Qwen3.6-35B-A3B-NVFP4 Vision model loads with MISSING MoE weights and generates corrupted multilingual output
1. Did you update? pip install --upgrade unsloth unsloth_zoo
Yes.
Studio version:
Package version:
2. Colab or Kaggle or local / cloud
Local Linux server.
3. Number GPUs used, use nvidia-smi
1 GPU
Hardware detected:
NVIDIA GB10
Max memory: 121.69 GB
During generation:
GPU Memory Usage: ~65-80GB
GPU Utilization: ~90-95%
4. Which notebook? Please link!
Unsloth Studio local deployment.
Not using a public notebook.
5. Which Unsloth version, TRL version, transformers version, PyTorch version?
From logs:
Unsloth 2026.6.2
Transformers 5.5.0
Torch 2.10.0+cu130
CUDA Toolkit 13.0
Triton 3.6.0
Additional package versions if needed:
pip show unsloth
pip show unsloth_zoo
pip show transformers
pip show trl
pip show compressed-tensors
python -c "import torch; print(torch.__version__)"

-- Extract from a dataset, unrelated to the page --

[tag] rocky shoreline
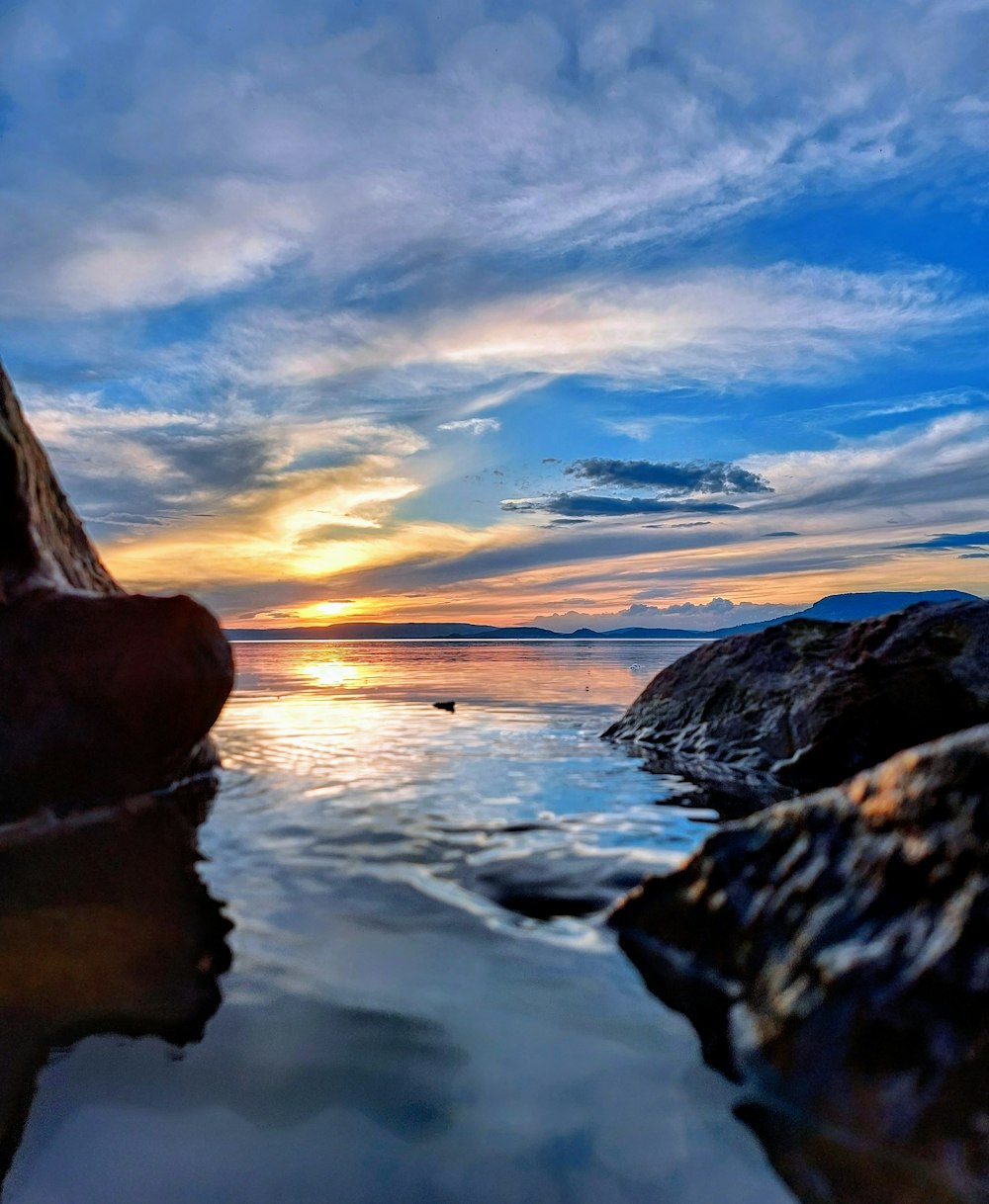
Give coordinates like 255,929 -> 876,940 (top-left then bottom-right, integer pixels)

6. Which trainer? SFTTrainer, GRPOTrainer etc
No training.
Inference only.
Model
model_name = "unsloth/Qwen3.6-35B-A3B-NVFP4"
Environment Notes
During startup I see:
Your Flash Attention 2 installation seems to be broken.
Using Xformers instead.
and
The fast path is not available because one of the required library is not installed.
Falling back to torch implementation.
I understand this may affect performance, but I do not think it explains the corrupted outputs described below.
Model Detection
The model is detected as:
model_type=qwen3_5_moe
architectures=['Qwen3_5MoeForConditionalGeneration']
is_vision=True
Therefore Studio correctly identifies it as a Vision model.
Loading Report
After loading weights successfully, I get the following report:
Qwen3_5MoeForConditionalGeneration LOAD REPORT from: unsloth/Qwen3.6-35B-A3B-NVFP4
Key | Status
-------------------------------------------------------------------------+-----------
model.layers.{0...39}.mlp.experts.{0...255}.down_proj.input_global_scale | UNEXPECTED
model.layers.{0...39}.mlp.experts.{0...255}.up_proj.input_global_scale | UNEXPECTED
model.layers.{0...39}.mlp.experts.{0...255}.gate_proj.input_global_scale | UNEXPECTED
model.layers.{0...39}.mlp.experts.down_proj_scale | UNEXPECTED
model.layers.{0...39}.mlp.experts.down_proj_global_scale | UNEXPECTED
model.layers.{0...39}.mlp.experts.down_proj_packed | UNEXPECTED
model.layers.{0...39}.mlp.experts.gate_up_proj_packed | UNEXPECTED
model.layers.{0...39}.mlp.experts.gate_up_proj_scale | UNEXPECTED
model.layers.{0...39}.mlp.experts.gate_up_proj_global_scale | UNEXPECTED
model.language_model.layers.{0...39}.mlp.experts.gate_up_proj | MISSING
model.language_model.layers.{0...39}.mlp.experts.down_proj | MISSING
The loader also reports:
MISSING: those params were newly initialized because missing from the checkpoint.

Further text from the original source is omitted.